As an example, you can restrict logins per app by IP address range, to specific mobile devices, and by day of the week and time of day. All of these settings are collected together into one place for easy configuration.

Both McAfee products allow for just-in-time user provisioning provided you have set things up correctly and exchanged the necessary digital certificates between McAfee and the intended SaaS app.

The online cloud documentation is rather sparse but the printed manuals go into more detail on how to setup both Google and Salesforce accounts on their service.

For both products, McAfee has one of the simplest pricing models around, albeit one that isn't published on their website. They include everything in the per-user subscription fee, which starts at $5 per user per month and drops to $1 in quantity and over multiple years.

And by everything we mean live 24x7 support, as many application connectors or identity providers as you desire, and unlimited roles and policies. So pricing for 500 users would be $18,000 for one year. A three-year contract would drop the cost to $13,300 per year.

Numina Application Framework

Numina had the smallest feature set of the products we tested. It is more of a developer's toolkit than a fully complete product. It comes with both on-premises pieces, mainly a Web service that runs on an IIS server, and a cloud piece. Unlike most of the other products in this review, it doesn't offer two-way synchronization with Active Directory or LDAP directories: it can only update its own user accounts. It also supports OpenID authentication methods.

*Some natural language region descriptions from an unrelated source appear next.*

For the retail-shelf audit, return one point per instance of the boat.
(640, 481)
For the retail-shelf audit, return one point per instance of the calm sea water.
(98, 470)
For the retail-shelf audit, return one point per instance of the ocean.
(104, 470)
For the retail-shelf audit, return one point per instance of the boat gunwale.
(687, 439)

Setting up an app that supports SAML, such as Google Apps, is very straightforward and the information to share with the corresponding fields on Google's Web form is clearly displayed.

One limitation with SAML is that the user ID that Numina uses must match the ID that the app provider requires. This could be a big issue if you are going to use it to login to a lot of different SAML apps. The other products allow for more flexible configuration.

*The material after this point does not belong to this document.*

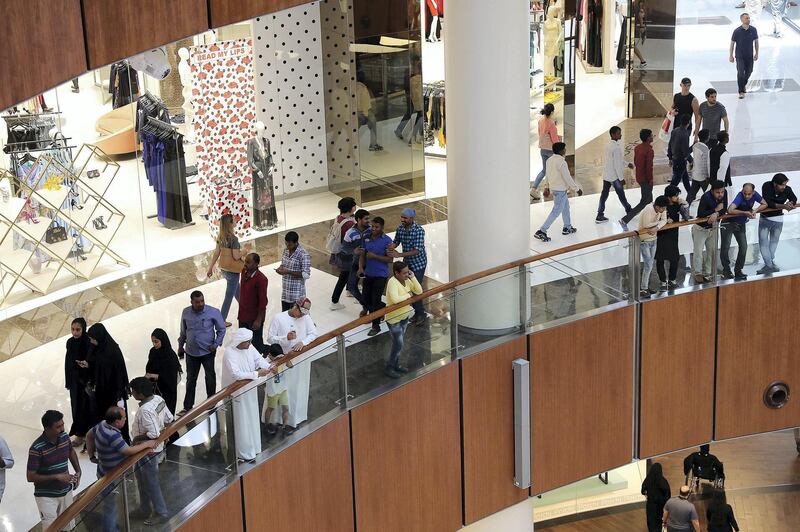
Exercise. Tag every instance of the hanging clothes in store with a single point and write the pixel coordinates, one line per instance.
(164, 161)
(124, 84)
(594, 33)
(259, 159)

Numina supports a single multifactor authentication, SMS text message, although there are plans for more. However, it excels in the number of reporting choices, something the far more feature-rich products should take a closer look at.

Numina has a very simple pricing scheme, based on a single server license, so our sample 500 seats would cost $25,000 for the first year and a $5,000 maintenance fee for subsequent years.

Okta

Okta has been in the identity management business a long time, and it shows. They have mostly a cloud-based service with several pieces that are installed on your network, including browser plug-ins. There are clear workflow diagrams showing what you need to finish your tasks, and separate tabs for setting up apps and users and running reports. This is one of the best features of the product.

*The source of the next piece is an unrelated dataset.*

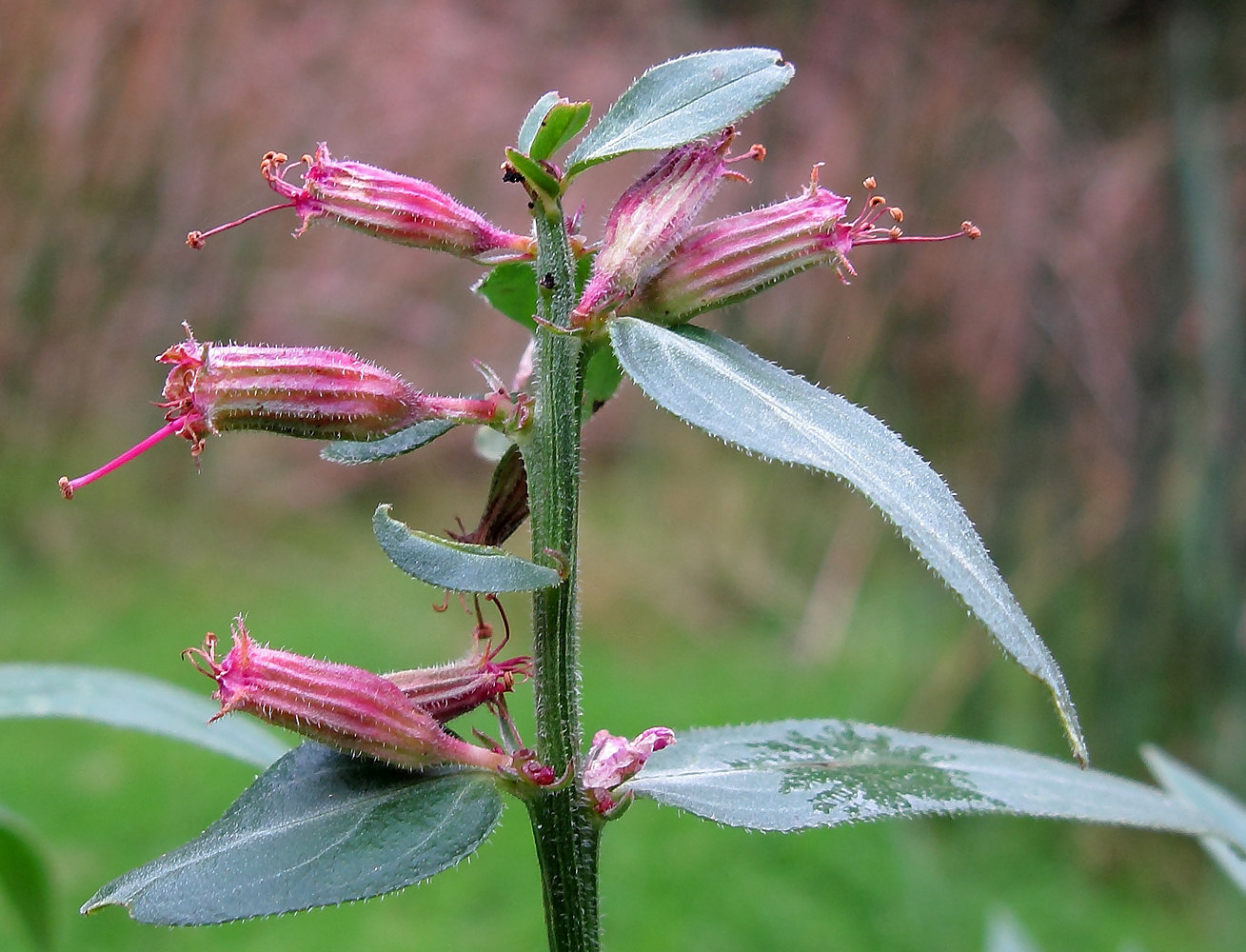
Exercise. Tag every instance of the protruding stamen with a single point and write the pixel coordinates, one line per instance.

Okta has the ability to support two Active Directory connectors to the same directory store for redundancy. When you set these up they are read-only, but you can quickly turn on two-way synchronization. The Active Directory connector has its own user interface and monitoring application, and can be run from any Windows server. There is also a separate piece of software to handle the desktop Windows login integration that needs to be installed on an IIS server.

The product also has wide multifactor authentication support, including its own mobile soft tokens, a security question, and Google Authenticator. You can enforce the multiple factors when users are outside the corporate network, or for specific groups, but not for specific applications. And you can ask for the multiple factors on a specific time schedule (say once a day) too.

They have a unique feature called Just in Time provisioning. This means you can import all your Active Directory accounts and set things up so that when users are ready to start using their SSO solution, it will try to authenticate them with their Active Directory logins and create their accounts on the fly. This can be useful if you are turning on SSO for a large population at once.

Okta has excellent documentation, with plenty of screencast videos showing you how to set things up. They have a catalog of more than 1,000 apps that have already been pre-configured. There is also a table showing browser support that can be reached from the help screens inside the Okta app itself, a nice touch.